The narrator wonders about her biological parents: “Does my birth mother’s hair stick up like mine? Is my birth father a good reader like me?” The story concludes with her belief that “no matter where I go or what I do, I’ll always have my family by my side…because families are forever!”

Carlson—who is known for her sensitive handling of real-life topics—does an excellent job of hitting the type of messages that adoptive parents want to convey to our children; her tone is right-on. I was especially pleased with the young child’s curiosity about both of her birthparents, not just her birthmother.
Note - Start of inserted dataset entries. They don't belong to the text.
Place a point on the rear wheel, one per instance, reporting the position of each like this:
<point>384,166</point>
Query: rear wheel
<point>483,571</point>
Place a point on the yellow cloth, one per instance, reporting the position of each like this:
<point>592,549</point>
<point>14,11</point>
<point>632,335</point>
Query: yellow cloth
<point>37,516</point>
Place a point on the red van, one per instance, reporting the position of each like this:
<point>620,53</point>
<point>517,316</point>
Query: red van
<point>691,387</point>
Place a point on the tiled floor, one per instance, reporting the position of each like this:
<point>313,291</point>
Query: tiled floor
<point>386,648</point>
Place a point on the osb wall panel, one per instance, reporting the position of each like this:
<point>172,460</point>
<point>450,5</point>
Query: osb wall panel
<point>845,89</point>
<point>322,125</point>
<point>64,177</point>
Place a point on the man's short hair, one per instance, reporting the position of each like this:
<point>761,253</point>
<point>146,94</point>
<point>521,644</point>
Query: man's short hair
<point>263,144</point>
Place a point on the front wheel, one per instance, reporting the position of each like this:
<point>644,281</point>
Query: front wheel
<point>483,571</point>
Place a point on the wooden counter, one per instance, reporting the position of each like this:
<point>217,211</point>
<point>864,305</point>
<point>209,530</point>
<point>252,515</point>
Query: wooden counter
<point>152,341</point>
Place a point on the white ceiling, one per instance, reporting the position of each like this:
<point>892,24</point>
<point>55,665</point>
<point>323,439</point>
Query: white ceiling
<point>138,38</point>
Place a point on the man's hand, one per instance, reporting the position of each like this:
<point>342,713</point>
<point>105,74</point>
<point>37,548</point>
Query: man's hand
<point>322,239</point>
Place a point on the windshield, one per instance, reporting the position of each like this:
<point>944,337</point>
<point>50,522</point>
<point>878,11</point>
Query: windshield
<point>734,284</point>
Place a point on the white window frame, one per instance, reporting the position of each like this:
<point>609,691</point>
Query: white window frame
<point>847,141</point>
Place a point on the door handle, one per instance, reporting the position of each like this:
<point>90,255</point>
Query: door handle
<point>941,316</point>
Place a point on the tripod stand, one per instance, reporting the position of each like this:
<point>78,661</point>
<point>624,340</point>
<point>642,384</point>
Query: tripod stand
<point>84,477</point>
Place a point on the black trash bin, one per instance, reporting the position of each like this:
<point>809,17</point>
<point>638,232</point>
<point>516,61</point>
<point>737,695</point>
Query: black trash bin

Thanks to the author’s stellar reputation, this book will reach a wide audience. Because even those without ties to the adoption community will encounter it in libraries, bookstores, and classrooms around the country, my hope is that the book will promote a better understanding of adoption.

I had the pleasure of talking with Carlson recently about My Family Is Forever when she visited the library where I work. After Carlson’s visit, my son, Aaron, proudly presented an autographed copy of My Family Is Forever to his 4-year-old sister, Natalie, who was adopted from Russia. As the three of us sat down to read it together, I imagined families throughout Ames, Iowa—whether or not they had ties to adoption—doing the same.

Reviewed by Kay Marner, a mother by birth and adoption, who works for the public library in Ames, Iowa.